# Optimizing a memory for the storage of structured semantic pointers

In the previous examples, we have essentially ignored time by defining models that map inputs to outputs in a single forward pass (i.e., we configured the default synapse to be `None`). In this example, we'll introduce a simple process model of information retrieval based on [this](https://github.com/nengo/nengo/blob/master/examples/spa/question_memory.ipynb) standard Nengo tutorial. The idea is to sequentially present pairs of items that get bound together and added to a structured semantic pointer that is retained in memory over time. Once the bound pairs have been added to the semantic pointer, we can then query it with a cue as before to test retrieval accuracy. 

In [None]:
import nengo
import nengo.spa as spa
import nengo_dl
import numpy as np
import tensorflow as tf

from urllib.request import urlretrieve
import zipfile

import matplotlib.pyplot as plt
%matplotlib inline

## 1. Generate random semantic pointers

To start, we'll define a new function for generating training data that returns of arrays of shape `(n_inputs, n_steps, dims)`, where `n_steps` will be the number of time steps in the process we want to model. This data will allow us to learn model parameters that help to ensure a trajectory of inputs produces an appropriate trajectory of outputs. To start, we'll generate simple examples in which the input tractory presents a single semantic pointer to the network for some number of time steps, and the desired output trajectory involves maintaining a representation of this semantic pointer in a recurrently connected ensemble for some further number of time steps. 

In [None]:
def get_memory_data(n_inputs, dims, seed, t_int, t_mem=None): 
    t_total = t_int + t_mem if t_mem else t_int * 2
    
    state = np.random.RandomState(seed)
    vocab = spa.Vocabulary(dimensions=dims, rng=state, max_similarity=1)
    
    # intialize arrays for input and output trajectories
    inputs = np.zeros((n_inputs, t_total, dims))
    outputs = np.zeros((n_inputs, t_total, dims))
    
    # iterate through examples to be generated, fill arrays
    for n in range(n_inputs):
        vocab.add('SP' + str(n), vocab.create_pointer())
        
        # create inputs and target memory for first pair
        inputs[n, :t_int, :] = vocab['SP' + str(n)].v
        outputs[n, :, :] = vocab['SP' + str(n)].v

    # make scaling ramp for target output trajectories
    ramp = np.asarray([t / t_int for t in range(t_int)])
    ramp = np.concatenate((ramp, np.ones(t_total - t_int)))
    outputs = outputs * ramp[None, :, None]      
        
    return inputs, outputs, vocab 

Now we'll generate some example trajectories for visualization purposes. We'll also make some arrays to define an input process in our model, so that an example input trajectory is presented by default when a simulation is run. 

In [None]:
t_int = 100
n_inputs = 40
dims = 64
seed = 236
default = 0 # which test item to present by default

test_inputs, test_outputs, test_vocab = get_memory_data(n_inputs, dims, seed=seed, t_int=t_int)

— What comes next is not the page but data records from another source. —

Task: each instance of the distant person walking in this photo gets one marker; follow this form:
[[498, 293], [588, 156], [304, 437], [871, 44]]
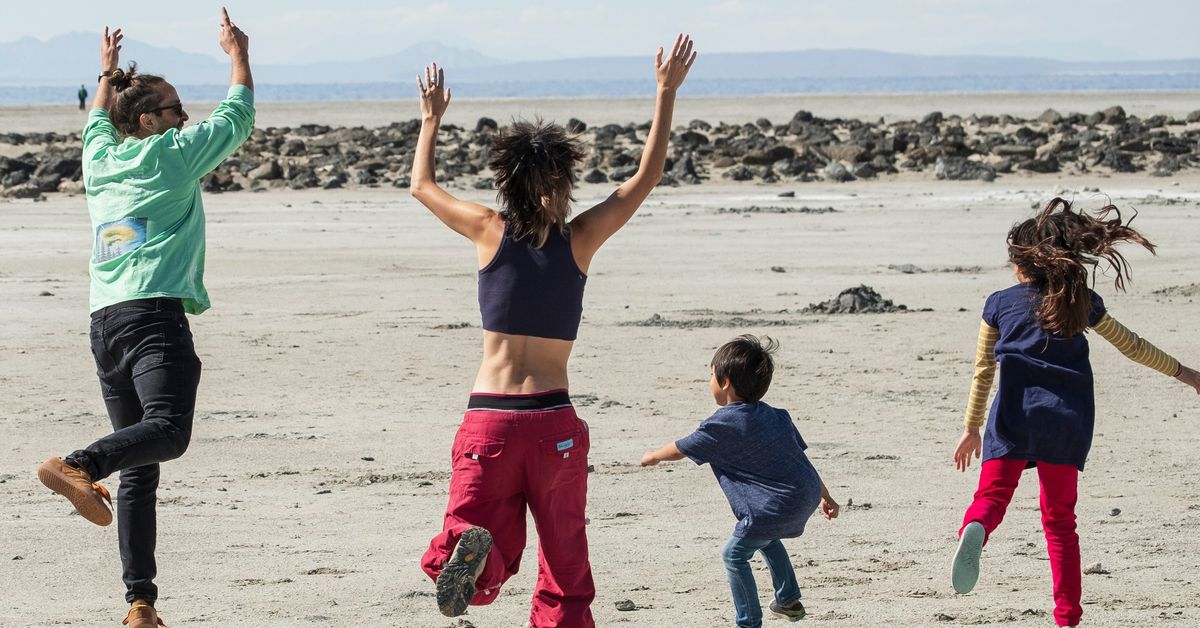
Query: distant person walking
[[521, 443], [1044, 411], [142, 172]]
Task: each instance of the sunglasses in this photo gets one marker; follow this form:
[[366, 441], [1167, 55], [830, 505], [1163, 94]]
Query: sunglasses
[[177, 107]]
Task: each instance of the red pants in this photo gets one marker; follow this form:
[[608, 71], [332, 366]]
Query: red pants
[[1059, 483], [503, 461]]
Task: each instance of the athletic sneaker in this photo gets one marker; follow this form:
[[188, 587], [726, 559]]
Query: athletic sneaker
[[142, 615], [456, 582], [795, 610], [90, 498], [966, 560]]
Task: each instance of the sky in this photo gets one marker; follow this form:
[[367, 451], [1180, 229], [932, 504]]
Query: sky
[[285, 31]]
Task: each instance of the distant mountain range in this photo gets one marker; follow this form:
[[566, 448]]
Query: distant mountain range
[[34, 67]]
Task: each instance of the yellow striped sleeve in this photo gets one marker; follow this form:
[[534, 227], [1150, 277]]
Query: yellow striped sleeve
[[1135, 347], [984, 372]]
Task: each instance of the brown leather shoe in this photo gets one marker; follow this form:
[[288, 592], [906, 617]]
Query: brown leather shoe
[[142, 615], [90, 498]]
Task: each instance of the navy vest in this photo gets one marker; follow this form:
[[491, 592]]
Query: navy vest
[[533, 292]]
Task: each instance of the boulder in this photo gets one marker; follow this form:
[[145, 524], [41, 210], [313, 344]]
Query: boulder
[[963, 169]]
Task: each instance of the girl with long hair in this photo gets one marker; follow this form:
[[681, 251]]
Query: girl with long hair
[[1044, 410]]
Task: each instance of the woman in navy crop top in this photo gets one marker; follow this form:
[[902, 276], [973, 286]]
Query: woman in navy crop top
[[520, 441]]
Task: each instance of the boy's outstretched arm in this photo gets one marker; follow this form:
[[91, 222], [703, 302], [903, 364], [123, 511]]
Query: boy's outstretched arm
[[667, 452], [829, 508]]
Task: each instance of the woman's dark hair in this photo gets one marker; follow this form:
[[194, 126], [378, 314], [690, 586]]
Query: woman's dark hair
[[1055, 250], [534, 167], [745, 363], [136, 95]]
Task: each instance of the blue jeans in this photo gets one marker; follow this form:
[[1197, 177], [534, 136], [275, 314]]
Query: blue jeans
[[745, 593]]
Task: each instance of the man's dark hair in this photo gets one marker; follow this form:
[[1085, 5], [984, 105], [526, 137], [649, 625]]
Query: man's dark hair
[[745, 363]]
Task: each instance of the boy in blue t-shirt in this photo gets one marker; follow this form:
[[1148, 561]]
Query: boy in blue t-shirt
[[757, 456]]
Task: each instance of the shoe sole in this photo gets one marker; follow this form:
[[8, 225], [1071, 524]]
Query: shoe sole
[[965, 572], [456, 582], [87, 502], [796, 615]]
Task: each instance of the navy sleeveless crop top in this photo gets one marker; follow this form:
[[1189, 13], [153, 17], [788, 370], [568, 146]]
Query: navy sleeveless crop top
[[533, 292]]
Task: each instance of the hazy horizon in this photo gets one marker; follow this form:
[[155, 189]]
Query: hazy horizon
[[305, 31]]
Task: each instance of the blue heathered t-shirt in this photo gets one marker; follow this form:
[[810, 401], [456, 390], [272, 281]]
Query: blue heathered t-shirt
[[757, 456], [1044, 407]]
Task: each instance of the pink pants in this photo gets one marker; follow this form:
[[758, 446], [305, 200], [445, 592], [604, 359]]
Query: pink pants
[[502, 462], [1059, 483]]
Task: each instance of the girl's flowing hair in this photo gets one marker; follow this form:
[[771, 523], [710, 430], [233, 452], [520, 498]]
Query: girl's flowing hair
[[136, 94], [1057, 251], [534, 167]]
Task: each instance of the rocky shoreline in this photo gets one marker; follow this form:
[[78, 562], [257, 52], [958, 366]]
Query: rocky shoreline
[[804, 149]]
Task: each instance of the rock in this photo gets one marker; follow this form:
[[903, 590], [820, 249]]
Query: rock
[[766, 157], [863, 171], [837, 172], [1013, 150], [859, 299], [963, 169], [846, 153], [1050, 117], [738, 173], [1041, 166], [1096, 569], [933, 119], [268, 171]]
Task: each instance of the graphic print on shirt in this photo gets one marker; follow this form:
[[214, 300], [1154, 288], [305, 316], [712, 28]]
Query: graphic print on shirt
[[120, 237]]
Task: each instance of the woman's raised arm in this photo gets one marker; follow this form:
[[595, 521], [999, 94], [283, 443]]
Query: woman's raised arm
[[591, 228], [465, 217]]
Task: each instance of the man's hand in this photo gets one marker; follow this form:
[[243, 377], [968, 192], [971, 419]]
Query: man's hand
[[111, 51], [233, 41], [670, 73], [435, 93], [970, 443]]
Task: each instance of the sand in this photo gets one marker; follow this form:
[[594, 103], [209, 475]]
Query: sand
[[336, 368]]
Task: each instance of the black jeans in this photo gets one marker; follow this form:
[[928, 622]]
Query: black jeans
[[148, 375]]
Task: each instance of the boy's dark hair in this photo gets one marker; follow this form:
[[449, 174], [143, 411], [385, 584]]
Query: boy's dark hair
[[1055, 251], [745, 363]]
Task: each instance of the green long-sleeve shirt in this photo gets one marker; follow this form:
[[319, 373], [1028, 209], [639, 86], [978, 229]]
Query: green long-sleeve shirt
[[144, 202]]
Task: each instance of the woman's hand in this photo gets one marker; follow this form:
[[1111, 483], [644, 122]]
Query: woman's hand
[[970, 443], [1189, 376], [671, 72], [435, 93], [233, 41], [111, 51]]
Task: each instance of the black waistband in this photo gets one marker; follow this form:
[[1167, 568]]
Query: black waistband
[[534, 401], [161, 304]]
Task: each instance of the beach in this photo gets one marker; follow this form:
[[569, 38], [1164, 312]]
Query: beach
[[345, 335]]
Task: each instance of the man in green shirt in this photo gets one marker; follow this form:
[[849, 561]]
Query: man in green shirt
[[142, 172]]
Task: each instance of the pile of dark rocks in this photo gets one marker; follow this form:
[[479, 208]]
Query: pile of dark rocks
[[805, 148], [859, 299]]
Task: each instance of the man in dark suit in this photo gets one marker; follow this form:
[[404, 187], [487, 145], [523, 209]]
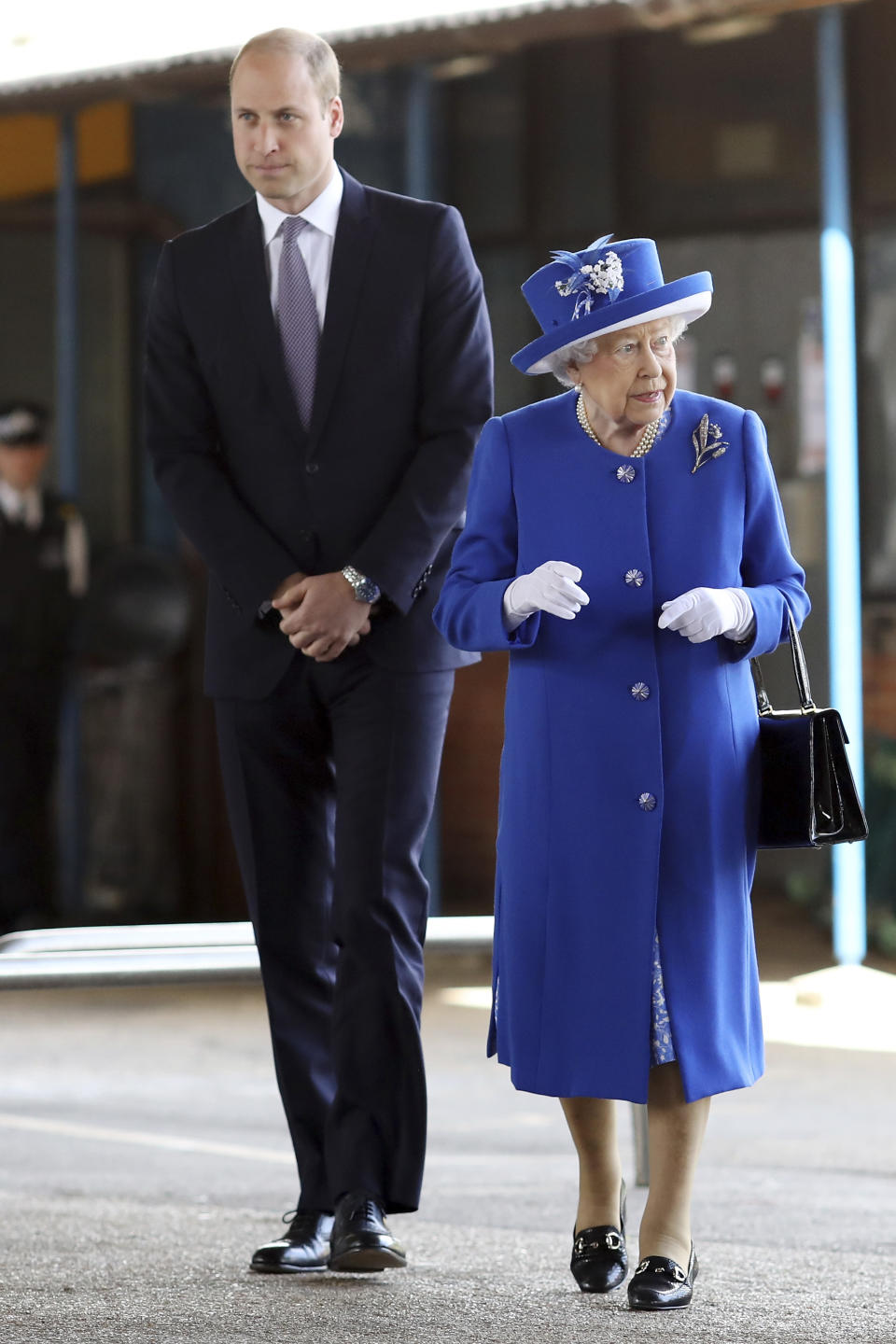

# create arrays for PresentInput process in model definition
sp = np.vstack((test_vocab['SP' + str(default)].v, np.zeros((1, dims))))

## 2. Define the model

Initially, we'll build a very simple model containing a single input node and single memory ensemble. The input will by default present the arrays in `sp` at regular intervals specified by the variable `t_int`.  

In [None]:
n_neurons = 10 * dims  # number of neurons for memory ensemble
p_time = t_int / 1000 # presentation interval for input process in ms

with nengo.Network(seed=seed) as net:
    nengo_dl.configure_settings(trainable=False)
    net.config[nengo.Ensemble].neuron_type = nengo.RectifiedLinear()
    
    sp_input = nengo.Node(nengo.processes.PresentInput(sp, p_time))
    memory = nengo.Ensemble(n_neurons, dims)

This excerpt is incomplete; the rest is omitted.